Zauważyłem, że wszystkie oprócz jednego bociana intensywnie poszukiwały pożywienia i tylko ten jeden nie. Wyglądał na takiego jakby smutnego - też miał czarną obrączkę typu elsa stąd te moje być może nieuzasadnione domysły, że mógł być partnerem tego który zginął.
zafrasowany |
część stada - zdjęcia ofiary kolizji wrzucałem na swój profil na fb, więc nie będę się powtarzać. |
portrecik ciabana - brakło światełka |
Tu inni przelotnicy - stado świntuchów na wysokim pułapie - zaprawdę powiadam, patrzajta w niebo ;-)
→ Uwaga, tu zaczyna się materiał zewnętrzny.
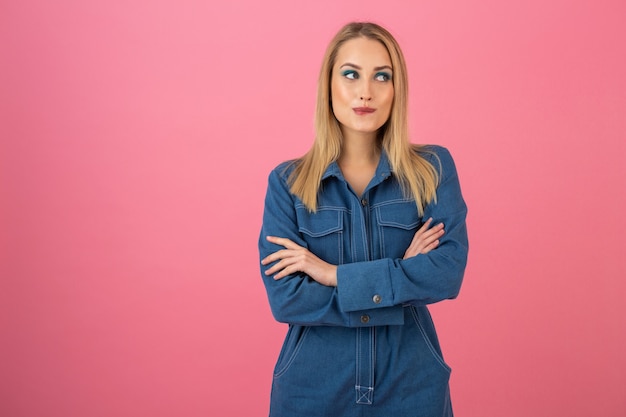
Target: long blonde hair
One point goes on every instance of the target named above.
(416, 175)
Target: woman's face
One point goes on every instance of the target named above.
(361, 87)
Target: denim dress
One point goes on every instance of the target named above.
(368, 346)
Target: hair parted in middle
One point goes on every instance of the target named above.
(416, 175)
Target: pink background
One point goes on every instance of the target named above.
(136, 139)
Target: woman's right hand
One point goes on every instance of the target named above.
(425, 239)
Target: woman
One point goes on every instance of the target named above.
(353, 246)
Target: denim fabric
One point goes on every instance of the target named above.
(367, 347)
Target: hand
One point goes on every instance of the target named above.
(425, 239)
(295, 258)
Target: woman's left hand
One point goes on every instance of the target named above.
(295, 258)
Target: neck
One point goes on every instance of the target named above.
(359, 149)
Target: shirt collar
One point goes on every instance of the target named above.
(383, 170)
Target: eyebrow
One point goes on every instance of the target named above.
(348, 64)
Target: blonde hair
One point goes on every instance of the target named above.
(416, 175)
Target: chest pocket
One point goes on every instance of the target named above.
(324, 232)
(397, 223)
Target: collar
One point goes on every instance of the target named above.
(383, 170)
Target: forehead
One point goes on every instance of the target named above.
(363, 52)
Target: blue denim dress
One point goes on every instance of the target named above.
(368, 346)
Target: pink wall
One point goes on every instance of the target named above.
(135, 142)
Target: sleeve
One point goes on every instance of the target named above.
(298, 299)
(422, 279)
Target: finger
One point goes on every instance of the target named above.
(283, 241)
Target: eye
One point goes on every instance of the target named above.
(382, 76)
(350, 74)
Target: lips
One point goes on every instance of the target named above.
(363, 110)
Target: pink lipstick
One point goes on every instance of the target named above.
(363, 110)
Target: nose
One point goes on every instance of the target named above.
(366, 92)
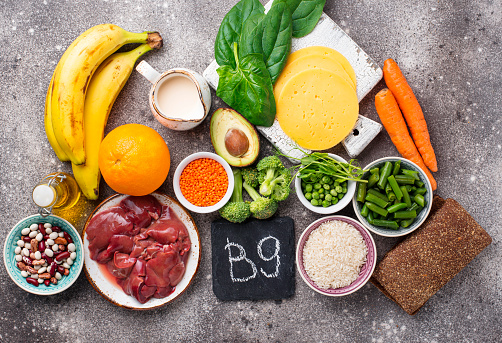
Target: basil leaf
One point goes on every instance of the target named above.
(231, 28)
(252, 31)
(305, 14)
(276, 38)
(248, 89)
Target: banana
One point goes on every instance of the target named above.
(48, 127)
(72, 76)
(105, 86)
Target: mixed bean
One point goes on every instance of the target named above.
(44, 254)
(393, 197)
(323, 191)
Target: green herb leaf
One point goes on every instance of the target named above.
(305, 14)
(276, 37)
(248, 88)
(231, 29)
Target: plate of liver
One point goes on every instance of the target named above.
(140, 252)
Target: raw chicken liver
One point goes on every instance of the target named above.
(144, 245)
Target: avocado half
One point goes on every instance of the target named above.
(234, 138)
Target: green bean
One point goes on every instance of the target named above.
(378, 194)
(413, 173)
(370, 217)
(377, 209)
(419, 199)
(364, 211)
(384, 174)
(395, 187)
(397, 207)
(419, 184)
(405, 179)
(373, 180)
(420, 191)
(405, 214)
(391, 224)
(361, 192)
(406, 196)
(376, 200)
(397, 166)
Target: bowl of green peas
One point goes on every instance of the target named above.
(397, 198)
(325, 194)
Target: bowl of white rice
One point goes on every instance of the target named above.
(336, 255)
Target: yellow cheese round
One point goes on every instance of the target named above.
(324, 51)
(317, 109)
(310, 62)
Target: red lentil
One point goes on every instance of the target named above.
(204, 182)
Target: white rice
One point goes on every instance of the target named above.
(334, 254)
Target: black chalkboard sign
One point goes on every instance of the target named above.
(254, 260)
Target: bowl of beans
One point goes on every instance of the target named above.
(43, 255)
(397, 198)
(203, 182)
(325, 194)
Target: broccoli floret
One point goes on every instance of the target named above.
(250, 175)
(261, 208)
(280, 186)
(270, 168)
(236, 210)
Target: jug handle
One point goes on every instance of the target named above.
(148, 72)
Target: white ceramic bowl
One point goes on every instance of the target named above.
(10, 262)
(351, 189)
(188, 204)
(406, 164)
(365, 272)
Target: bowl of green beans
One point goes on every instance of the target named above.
(323, 191)
(397, 198)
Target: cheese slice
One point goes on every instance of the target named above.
(317, 108)
(324, 51)
(310, 62)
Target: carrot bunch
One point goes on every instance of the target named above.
(389, 103)
(204, 182)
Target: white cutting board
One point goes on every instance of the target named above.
(326, 33)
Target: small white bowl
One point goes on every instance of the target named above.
(351, 190)
(188, 204)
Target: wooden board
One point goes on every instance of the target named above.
(368, 74)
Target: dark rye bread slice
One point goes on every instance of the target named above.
(416, 268)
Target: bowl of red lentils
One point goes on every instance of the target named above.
(203, 182)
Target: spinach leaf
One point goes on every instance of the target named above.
(306, 14)
(252, 31)
(231, 28)
(248, 88)
(276, 38)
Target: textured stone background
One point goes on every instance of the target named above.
(451, 54)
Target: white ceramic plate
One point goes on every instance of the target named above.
(114, 293)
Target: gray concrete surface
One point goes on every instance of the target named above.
(451, 54)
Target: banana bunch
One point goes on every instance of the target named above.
(83, 88)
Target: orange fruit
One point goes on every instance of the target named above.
(134, 159)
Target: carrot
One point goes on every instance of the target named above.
(393, 121)
(412, 111)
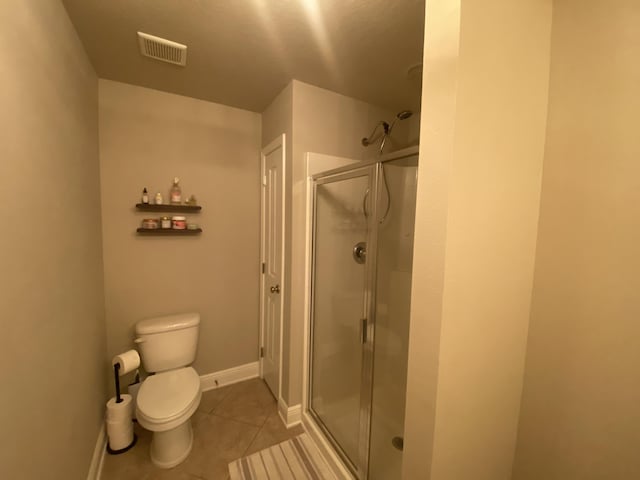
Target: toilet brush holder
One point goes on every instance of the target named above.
(119, 422)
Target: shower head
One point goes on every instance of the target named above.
(403, 115)
(366, 141)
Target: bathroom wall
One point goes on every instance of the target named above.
(581, 393)
(146, 138)
(482, 147)
(53, 340)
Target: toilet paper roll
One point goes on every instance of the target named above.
(129, 361)
(120, 411)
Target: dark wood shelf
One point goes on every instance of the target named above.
(167, 231)
(150, 207)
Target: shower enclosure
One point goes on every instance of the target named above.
(362, 244)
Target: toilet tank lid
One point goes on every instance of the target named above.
(168, 323)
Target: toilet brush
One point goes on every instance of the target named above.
(118, 418)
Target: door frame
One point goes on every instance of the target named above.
(278, 142)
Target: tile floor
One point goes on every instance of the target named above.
(230, 423)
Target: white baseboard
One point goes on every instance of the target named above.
(214, 380)
(95, 469)
(291, 416)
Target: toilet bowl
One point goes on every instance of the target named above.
(166, 401)
(168, 398)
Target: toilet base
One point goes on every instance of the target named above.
(172, 447)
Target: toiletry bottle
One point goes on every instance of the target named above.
(175, 194)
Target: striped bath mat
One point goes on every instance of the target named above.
(295, 459)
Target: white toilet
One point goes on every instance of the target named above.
(167, 400)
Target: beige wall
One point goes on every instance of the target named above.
(146, 138)
(475, 235)
(53, 340)
(579, 410)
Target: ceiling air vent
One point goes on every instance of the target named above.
(161, 49)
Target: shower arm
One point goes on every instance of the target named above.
(366, 141)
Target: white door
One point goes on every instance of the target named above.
(272, 263)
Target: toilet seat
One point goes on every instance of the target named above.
(168, 398)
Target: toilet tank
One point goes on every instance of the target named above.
(168, 342)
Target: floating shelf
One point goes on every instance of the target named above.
(150, 207)
(167, 231)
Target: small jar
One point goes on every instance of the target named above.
(165, 222)
(150, 223)
(179, 222)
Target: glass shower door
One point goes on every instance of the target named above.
(339, 392)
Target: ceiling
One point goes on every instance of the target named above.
(244, 52)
eskadra świstunów zwanych przewrotnie przez ptasiarzy świntuchami |
Teraz z innej beczki - miejscowego śmiecia nawiedziłem i parę plastików odczytałem. Nie będę ich tu pokazywał bo nic specjalnego, ale w oczy rzuciła się taka oto sytuacja: śmieszka zaplątała się w nylonowy worek i latała jak oszalała myśląc chyba że coś ją ściga. Oby ptak pozbył się plastikowego paskudztwa bo jeśli nie, to różnie się to dla niego może skończyć.
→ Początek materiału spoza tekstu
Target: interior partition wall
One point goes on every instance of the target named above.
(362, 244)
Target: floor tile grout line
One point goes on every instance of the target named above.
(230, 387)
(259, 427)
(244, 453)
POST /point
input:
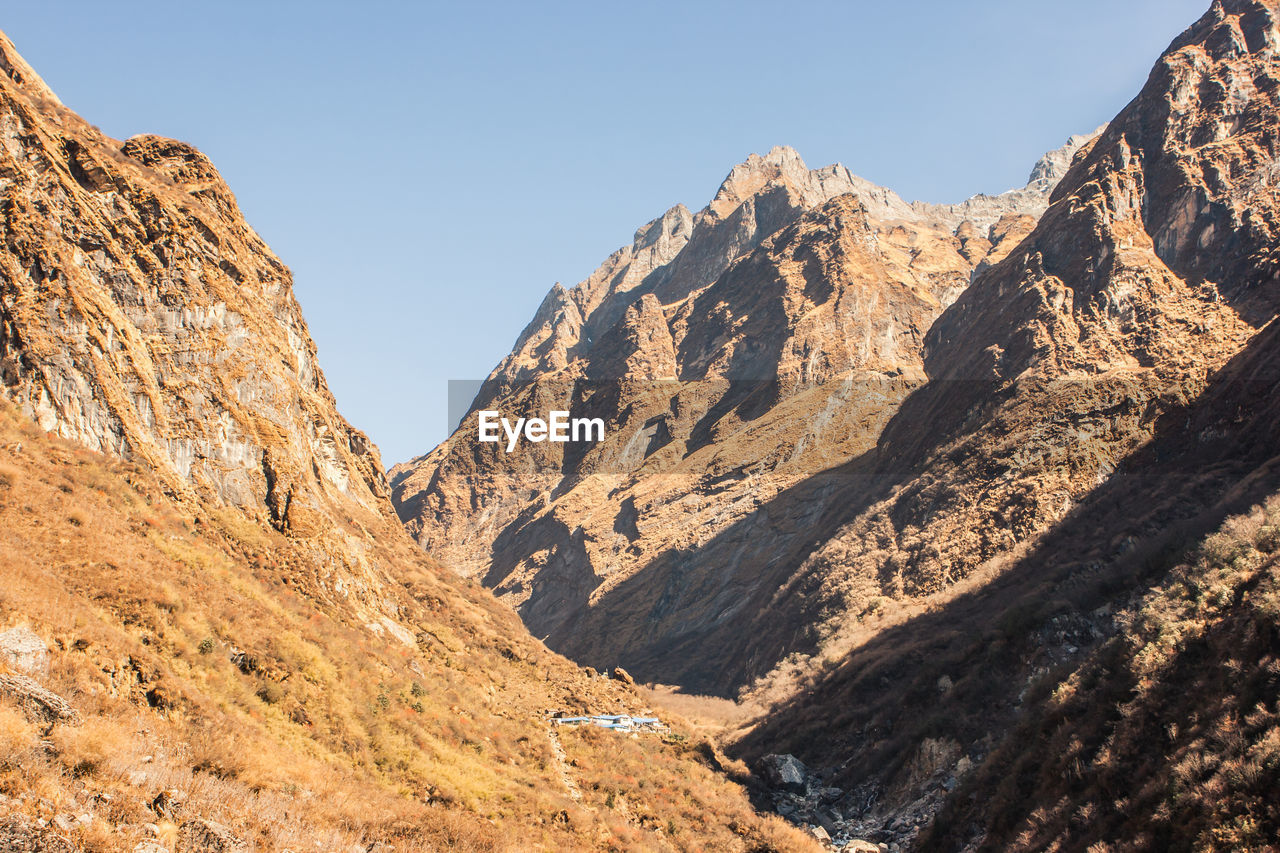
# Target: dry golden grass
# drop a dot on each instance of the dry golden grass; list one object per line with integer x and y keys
{"x": 209, "y": 656}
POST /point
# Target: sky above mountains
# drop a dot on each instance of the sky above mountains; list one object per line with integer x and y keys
{"x": 428, "y": 170}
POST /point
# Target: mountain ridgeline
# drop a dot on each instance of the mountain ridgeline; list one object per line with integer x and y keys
{"x": 976, "y": 507}
{"x": 961, "y": 495}
{"x": 214, "y": 632}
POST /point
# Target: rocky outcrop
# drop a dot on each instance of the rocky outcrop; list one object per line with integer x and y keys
{"x": 141, "y": 315}
{"x": 1102, "y": 451}
{"x": 732, "y": 355}
{"x": 24, "y": 651}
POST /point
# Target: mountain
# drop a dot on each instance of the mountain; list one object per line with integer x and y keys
{"x": 982, "y": 516}
{"x": 734, "y": 355}
{"x": 214, "y": 632}
{"x": 1101, "y": 474}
precz z plastikowymi torebkami!- tak zapewne powiedziałaby nam śmiecha ( i pewnie nie tylko ona) gdyby mogła :-( |
Teraz fotki koleżanek co znajdują żer w bezpieczniejszej okolicy:
agrostołówka z benzenem w tle |
Wiele osób kojarzy mewy jako ptaki zjadające głównie ryby- tymczasem gro ich pożywienia to pierścienice, owady, małe kręgowce, resztki ze śmietnisk a nawet czereśnie o czym już kiedyś przecie wspomianałem.
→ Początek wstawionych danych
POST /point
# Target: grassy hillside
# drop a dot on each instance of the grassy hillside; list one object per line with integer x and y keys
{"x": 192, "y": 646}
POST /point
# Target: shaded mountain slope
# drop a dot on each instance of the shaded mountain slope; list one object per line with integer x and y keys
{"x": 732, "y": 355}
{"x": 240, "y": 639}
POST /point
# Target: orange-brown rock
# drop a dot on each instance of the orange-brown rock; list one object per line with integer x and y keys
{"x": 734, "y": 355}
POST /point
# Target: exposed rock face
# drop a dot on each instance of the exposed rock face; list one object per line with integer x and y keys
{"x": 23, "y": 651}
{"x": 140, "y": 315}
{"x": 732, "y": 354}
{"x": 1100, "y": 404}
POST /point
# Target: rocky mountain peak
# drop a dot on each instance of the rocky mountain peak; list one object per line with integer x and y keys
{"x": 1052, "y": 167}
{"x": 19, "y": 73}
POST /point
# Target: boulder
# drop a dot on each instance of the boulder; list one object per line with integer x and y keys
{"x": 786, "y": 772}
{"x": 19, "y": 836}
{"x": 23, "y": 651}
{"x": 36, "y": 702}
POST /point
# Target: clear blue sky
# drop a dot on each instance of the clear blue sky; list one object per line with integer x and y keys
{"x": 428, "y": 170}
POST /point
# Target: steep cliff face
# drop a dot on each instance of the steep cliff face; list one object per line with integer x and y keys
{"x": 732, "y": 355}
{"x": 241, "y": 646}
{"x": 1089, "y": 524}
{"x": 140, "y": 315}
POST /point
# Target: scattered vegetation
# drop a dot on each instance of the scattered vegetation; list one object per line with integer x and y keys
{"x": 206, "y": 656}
W towarzystwie mew kręciło się kilka wron siwych. To dużo bardziej czujne a i dystyngowane ptaki niż wiecznie drące dzioby i skore do awantur śmiechy.
baczność, spocznij.... |
Oprócz ptaków mam też małe foto ropuchy ściągniętej przeze mnie z drogi i wypuszczonej przy stawie oraz inną związaną z wodą istotę.
dali my se buzi na pożegnanie :-) |
straszka na mitagu |
Choć ważki można spotkać nie tylko nad wodą to ich cykl rozrodczy powoduje że łatwiej znaleźć je tam ,niż gdzie indziej. Gatunek pokazany na focie jest jednym z najwcześniej widywanych wiosną. Jak widać apetycik straszce dopisywał , smacznego!
Na ostatnich ujęciach też niemało H20 - podczas kolejnej rowerowej rundki na Czerwone Górki obserwowałem zadymy łysek, czaplę i na koniec samicę rożeńca która próbowała namówić do grzechu samca krzyżaka. Taaaa, wiosenne szaleństwo trwa i oby jak najdłużej.......
bedzie aferra! |
na szczęście już po kłopocie, łyska cała w złocie ;-) |
zomik sie przydaje :-) |
Na koniec pani co imała ochotę na obcego gatunkowo kawalera - u blaszkodziobych hybrydyzacja to znane zjawisko, więc być może jakieś kaczki dziwaczki z tego będą - poleciały oba w ciemną noc i na pewno nie po to być kolorowo śnić co ja akurat za chwil parę zamierzam uczynić :-)
niezłe ziółko :-) |
No to na tyle, oby nam się dalej kwiecień kwiecił !
Baj!
Jak zawsze miło super relacje 😀
OdpowiedzUsuńTak jak piszesz patrzcie w górę
U mnie podczas nic nie robienia na balkonie w kominie z dwoma myszakami
Trafiła się kania czarna😋
Wpisałem komentarz jako anonim ale myślę że możesz mnie znać z forum przyroda
OdpowiedzUsuńJestem z Kędzierzyna
Świetny rybołów. Ja niestety jeszcze nie mam odpowiedniego sprzętu foto, ale nad moim domem krążą błotniaki i robią takie rzeczy, że żal d... ściska, że nie mogę się tym podzielić :)
OdpowiedzUsuńA co do ważki - one po protu uwielbiają pozować w ten sposób. Mam prawie identyczną fotkę.